- Born: 25 June 1825 Cobham, Kent
- Died: 11 November 1902 (aged 77) Ewell, Surrey
- Allegiance: United Kingdom
- Branch: British Army
- Service years: 1843–1887
- Rank: Lieutenant-General
- Unit: Royal Engineers
- Conflicts: Xhosa Wars 1845–47, 1850–52 Siege of Sevastopol (1854–1855)
- Awards: Knight Commander of the Bath

= John Stokes (British Army officer) =

Lieutenant-General Sir John Stokes, (17 June 1825 – 11 November 1902) was a British Army officer heavily involved in the success of the running of the Suez Canal Company.

==Career==
Stokes was the second son of the Rev. John Stokes, Vicar of Cobham, Kent, where his son was born in 1825. Educated at Rochester Proprietary School and at the Royal Military Academy, he passed into the Royal Engineers in 1843. Two years later he left for South Africa, where he spent the first years of his career, taking part in the Xhosa Wars of 1845–47 and 1850–52 (later known as the seventh and eight Xhosa wars), for which he was mentioned in despatches. He was promoted to captain in 1854 and major in 1856. He led an Engineer corps during the Crimean War, and was present during the siege and fall of Sevastopol in 1855. The following year he was Her Majesty's Commissioner on the European Commission formed to open the mouth of the River Danube, and acted in that capacity for 15 years, during which time order was restored to the delta of the Danube, and the river at its mouth and for 100 miles inland was made navigable by larger ships. For his service he was made a Companion of the Order of the Bath (CB), civil division, in 1871, and the following year he was appointed to command the Royal Engineers in South Wales, and promoted to colonel.
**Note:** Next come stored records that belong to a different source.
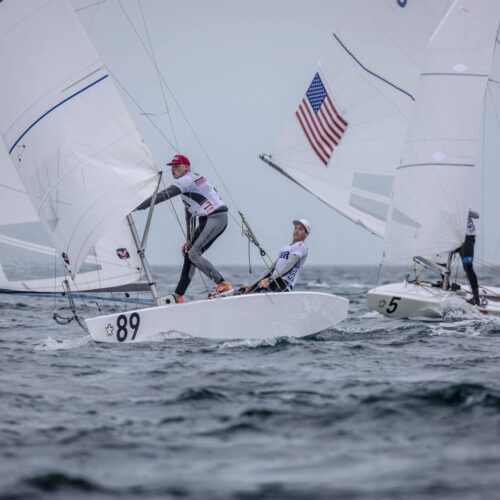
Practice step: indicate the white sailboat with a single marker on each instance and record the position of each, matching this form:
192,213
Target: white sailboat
345,140
84,168
30,264
433,182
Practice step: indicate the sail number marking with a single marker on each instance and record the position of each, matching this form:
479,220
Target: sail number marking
393,305
122,324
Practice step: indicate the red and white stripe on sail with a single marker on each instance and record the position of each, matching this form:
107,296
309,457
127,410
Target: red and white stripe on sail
321,122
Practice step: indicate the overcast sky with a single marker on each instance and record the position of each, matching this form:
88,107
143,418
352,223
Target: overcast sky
238,69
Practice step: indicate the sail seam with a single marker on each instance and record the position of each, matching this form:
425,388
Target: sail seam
454,74
53,108
371,72
435,165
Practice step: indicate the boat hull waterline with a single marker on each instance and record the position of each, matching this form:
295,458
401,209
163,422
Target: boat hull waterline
255,316
407,300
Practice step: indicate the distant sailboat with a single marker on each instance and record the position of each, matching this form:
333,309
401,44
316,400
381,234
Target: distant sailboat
432,189
30,264
84,168
344,141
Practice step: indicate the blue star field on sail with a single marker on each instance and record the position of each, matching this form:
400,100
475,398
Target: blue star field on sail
320,120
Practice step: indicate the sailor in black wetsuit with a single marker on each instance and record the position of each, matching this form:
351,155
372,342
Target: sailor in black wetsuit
467,254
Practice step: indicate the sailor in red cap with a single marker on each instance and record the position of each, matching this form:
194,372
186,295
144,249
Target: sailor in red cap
204,205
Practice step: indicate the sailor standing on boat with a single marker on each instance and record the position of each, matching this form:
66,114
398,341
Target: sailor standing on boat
203,202
467,254
285,271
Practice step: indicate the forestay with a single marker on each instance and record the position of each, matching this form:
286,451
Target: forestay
432,186
77,152
345,140
28,261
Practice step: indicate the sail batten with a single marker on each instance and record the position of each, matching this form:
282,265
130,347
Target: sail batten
78,154
370,73
432,183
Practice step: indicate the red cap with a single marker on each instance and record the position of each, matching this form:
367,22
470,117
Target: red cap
180,160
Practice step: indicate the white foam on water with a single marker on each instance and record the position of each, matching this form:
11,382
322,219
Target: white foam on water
55,344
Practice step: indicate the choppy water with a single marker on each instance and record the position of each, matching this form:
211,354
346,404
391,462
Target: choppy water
375,408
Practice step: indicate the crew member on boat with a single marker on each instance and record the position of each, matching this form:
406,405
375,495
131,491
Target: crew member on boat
204,204
285,271
467,254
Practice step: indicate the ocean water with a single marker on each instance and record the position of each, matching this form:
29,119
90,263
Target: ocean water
373,408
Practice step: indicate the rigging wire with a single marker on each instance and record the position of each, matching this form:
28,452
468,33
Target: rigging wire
158,75
488,89
163,84
90,5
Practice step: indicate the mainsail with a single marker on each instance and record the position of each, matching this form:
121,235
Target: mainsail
77,152
344,142
28,261
432,186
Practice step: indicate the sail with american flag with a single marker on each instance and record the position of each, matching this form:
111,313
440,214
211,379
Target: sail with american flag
354,116
319,119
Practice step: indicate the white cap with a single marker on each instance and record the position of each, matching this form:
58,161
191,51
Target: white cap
305,223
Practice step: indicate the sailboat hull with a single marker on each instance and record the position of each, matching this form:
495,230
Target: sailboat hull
408,300
255,316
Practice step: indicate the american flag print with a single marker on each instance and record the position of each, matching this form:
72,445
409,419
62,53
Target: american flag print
320,121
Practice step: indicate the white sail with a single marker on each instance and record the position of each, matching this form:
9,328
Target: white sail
77,152
28,261
432,187
345,149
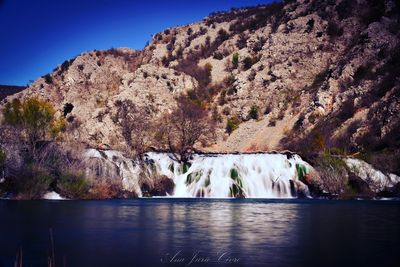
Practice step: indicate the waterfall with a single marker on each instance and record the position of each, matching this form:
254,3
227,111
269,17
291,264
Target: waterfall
250,175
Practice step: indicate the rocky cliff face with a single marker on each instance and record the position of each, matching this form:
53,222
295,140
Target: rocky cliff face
324,72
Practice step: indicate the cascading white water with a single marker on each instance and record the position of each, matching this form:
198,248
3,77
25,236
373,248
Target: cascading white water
258,175
228,175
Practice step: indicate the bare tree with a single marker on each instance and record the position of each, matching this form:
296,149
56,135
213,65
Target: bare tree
186,126
136,127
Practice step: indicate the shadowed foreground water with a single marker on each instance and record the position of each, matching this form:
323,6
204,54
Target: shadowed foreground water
202,232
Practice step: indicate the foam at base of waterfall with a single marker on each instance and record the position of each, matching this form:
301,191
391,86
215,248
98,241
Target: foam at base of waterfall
260,175
217,176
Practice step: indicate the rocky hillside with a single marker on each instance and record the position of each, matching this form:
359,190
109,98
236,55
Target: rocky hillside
6,90
302,75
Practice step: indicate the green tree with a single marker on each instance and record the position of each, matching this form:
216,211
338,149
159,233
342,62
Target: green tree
35,121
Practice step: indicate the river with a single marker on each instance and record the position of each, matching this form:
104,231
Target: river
201,232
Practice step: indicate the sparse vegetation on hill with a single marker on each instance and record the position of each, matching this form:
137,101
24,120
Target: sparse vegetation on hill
316,77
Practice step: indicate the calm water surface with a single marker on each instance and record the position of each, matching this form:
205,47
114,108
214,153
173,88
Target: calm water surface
202,232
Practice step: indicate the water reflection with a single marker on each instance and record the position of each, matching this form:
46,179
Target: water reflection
150,232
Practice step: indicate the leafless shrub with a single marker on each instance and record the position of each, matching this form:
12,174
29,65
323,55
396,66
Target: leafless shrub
186,126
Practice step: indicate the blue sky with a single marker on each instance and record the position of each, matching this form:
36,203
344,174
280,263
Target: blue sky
37,35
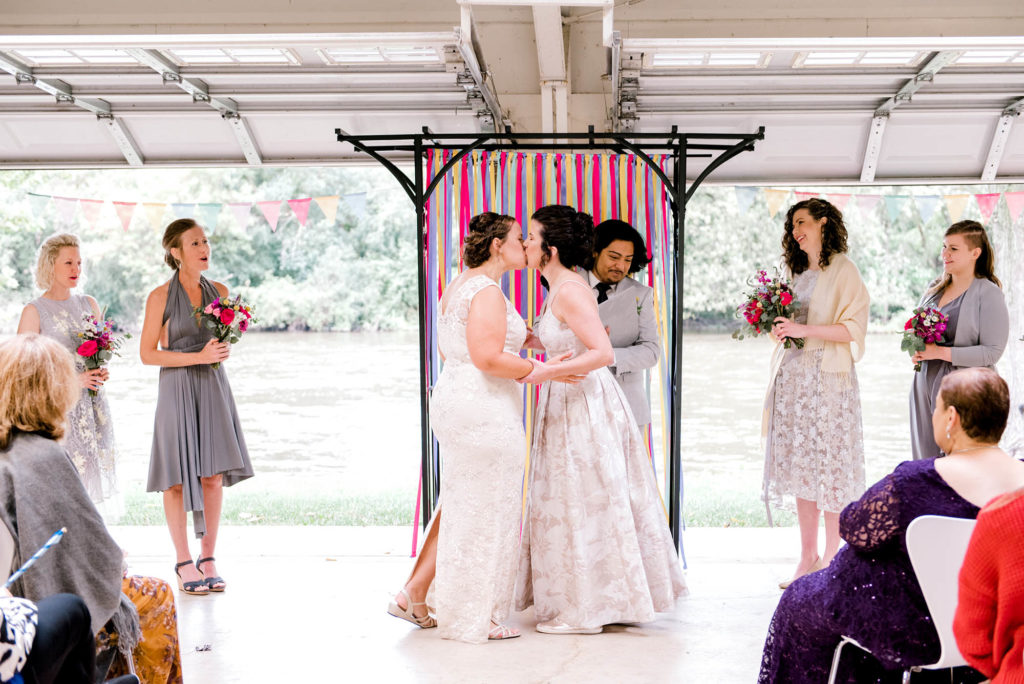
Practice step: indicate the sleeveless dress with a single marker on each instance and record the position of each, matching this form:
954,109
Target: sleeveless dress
477,420
89,437
926,384
815,443
197,432
596,547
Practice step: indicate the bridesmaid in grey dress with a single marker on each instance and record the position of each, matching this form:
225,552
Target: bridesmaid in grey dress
970,294
59,314
198,445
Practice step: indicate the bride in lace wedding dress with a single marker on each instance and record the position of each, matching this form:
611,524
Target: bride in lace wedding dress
596,547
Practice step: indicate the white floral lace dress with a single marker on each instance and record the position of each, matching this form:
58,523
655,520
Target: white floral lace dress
815,444
596,547
89,436
477,420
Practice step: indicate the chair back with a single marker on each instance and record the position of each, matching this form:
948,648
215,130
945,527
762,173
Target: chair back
6,552
937,545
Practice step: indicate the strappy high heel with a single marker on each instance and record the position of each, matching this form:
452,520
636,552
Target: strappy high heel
198,588
215,584
424,623
500,632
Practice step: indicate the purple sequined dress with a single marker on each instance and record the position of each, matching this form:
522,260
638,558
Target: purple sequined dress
869,591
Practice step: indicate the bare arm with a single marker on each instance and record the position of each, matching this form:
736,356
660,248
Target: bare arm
485,329
154,333
30,321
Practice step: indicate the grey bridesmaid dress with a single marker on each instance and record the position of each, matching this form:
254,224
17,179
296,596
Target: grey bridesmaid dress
197,432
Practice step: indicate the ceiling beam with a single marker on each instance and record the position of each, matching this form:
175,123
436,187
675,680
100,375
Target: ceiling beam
62,92
998,144
171,74
903,95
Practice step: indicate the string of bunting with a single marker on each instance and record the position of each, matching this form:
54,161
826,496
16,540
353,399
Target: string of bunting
207,213
895,205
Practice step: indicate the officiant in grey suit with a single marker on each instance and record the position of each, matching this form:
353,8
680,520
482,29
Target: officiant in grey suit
627,309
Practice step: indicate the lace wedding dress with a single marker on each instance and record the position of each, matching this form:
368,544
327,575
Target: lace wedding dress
477,420
596,547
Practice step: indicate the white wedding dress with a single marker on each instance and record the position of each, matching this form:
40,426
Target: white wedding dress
477,420
596,547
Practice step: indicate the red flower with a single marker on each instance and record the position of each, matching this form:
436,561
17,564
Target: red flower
87,348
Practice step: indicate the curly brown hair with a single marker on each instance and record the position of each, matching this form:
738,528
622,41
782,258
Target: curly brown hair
833,234
483,228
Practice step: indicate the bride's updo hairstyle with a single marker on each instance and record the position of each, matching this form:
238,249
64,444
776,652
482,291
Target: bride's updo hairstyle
482,229
568,230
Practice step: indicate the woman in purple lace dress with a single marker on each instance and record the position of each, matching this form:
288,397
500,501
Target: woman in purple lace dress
869,592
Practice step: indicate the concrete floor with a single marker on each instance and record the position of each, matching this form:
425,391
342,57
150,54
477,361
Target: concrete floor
308,604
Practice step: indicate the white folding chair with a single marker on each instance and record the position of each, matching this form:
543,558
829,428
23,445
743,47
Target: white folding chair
937,545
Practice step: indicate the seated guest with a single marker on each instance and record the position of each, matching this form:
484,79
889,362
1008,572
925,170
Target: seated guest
49,642
40,493
869,591
989,623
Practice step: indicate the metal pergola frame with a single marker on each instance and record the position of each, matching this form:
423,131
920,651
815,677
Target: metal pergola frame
717,147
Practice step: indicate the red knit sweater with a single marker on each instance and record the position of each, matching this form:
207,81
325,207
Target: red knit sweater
989,623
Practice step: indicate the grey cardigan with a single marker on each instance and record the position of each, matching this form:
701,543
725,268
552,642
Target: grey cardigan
983,327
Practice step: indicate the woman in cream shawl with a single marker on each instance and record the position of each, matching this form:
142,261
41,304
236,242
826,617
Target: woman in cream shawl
814,447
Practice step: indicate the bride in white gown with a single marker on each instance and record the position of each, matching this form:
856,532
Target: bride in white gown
596,547
476,410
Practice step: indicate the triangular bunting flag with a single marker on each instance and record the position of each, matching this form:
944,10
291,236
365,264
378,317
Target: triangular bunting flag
744,198
774,200
241,211
38,204
183,210
301,209
90,211
955,204
271,210
207,213
927,205
840,200
894,205
66,209
357,201
125,211
328,205
986,205
867,203
155,213
1015,203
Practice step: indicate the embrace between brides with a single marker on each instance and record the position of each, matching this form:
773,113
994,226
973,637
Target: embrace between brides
596,547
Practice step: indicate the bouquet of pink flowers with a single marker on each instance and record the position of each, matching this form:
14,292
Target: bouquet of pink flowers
99,342
769,298
226,317
927,326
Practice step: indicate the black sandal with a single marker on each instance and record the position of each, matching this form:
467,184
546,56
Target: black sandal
193,588
215,584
In 1873 he was again sent abroad, this time to Constantinople as a British member on the International Commission on Tonnage and the Suez Canal Dues. After the opening of the Suez Canal in 1869, the company running the canal soon found itself in financial difficulties. Traffic was below expectations after the canal was finished in 1871, and its manager Ferdinand de Lesseps therefore tried to increase revenues by re-interpreting the definition of tonnage allowed. The ensuing commercial and diplomatic activities resulted in the International Commission of Constantinople, establishing a specific kind of net tonnage and settling the question of tariffs in its protocol of 18 December 1873. This was the origin of the Suez Canal Net Tonnage and the Suez Canal Special Tonnage Certificate, both of which are still in use today. Stokes had visited the canal to write up reports on its condition, and was considered instrumental in making the protocol be recognized in the ensuing years. He was knighted as a Knight Commander of the Order of the Bath (KCB), civil division, in 1877. In the following years he was a member of an international commission to decide harbour dues for Alexandria, and in 1880 a member of the Royal Commission on Ship's Tonnage Measurement.

During the early 1870s he was briefly in command of the School of Military Engineering at Chatham, and in 1881 he received a War Office appointment as Deputy Adjutant-General (DAG) for Royal Engineers at Army Headquarters – a post which he held for five years. Promoted to major-general in 1885, he retired from the Army in 1887 with the rank of lieutenant-general. In retirement, he retained his interest in the Suez Canal Company, of which he was a vice-president until his death.

He died at his residence, The Spring House, Ewell, Surrey on 11 October 1902.

==Family==
Stokes married, in 1849, Henrietta Georgina de Villiers Maynard, daughter of Charles Maynard, of Grahamstown, Cape Colony. Lady Stokes died in 1893. They had eight children, among whom was Brigadier-General Alfred Stokes, CB, CMG, DSO (1860–1931) of the Royal Artillery.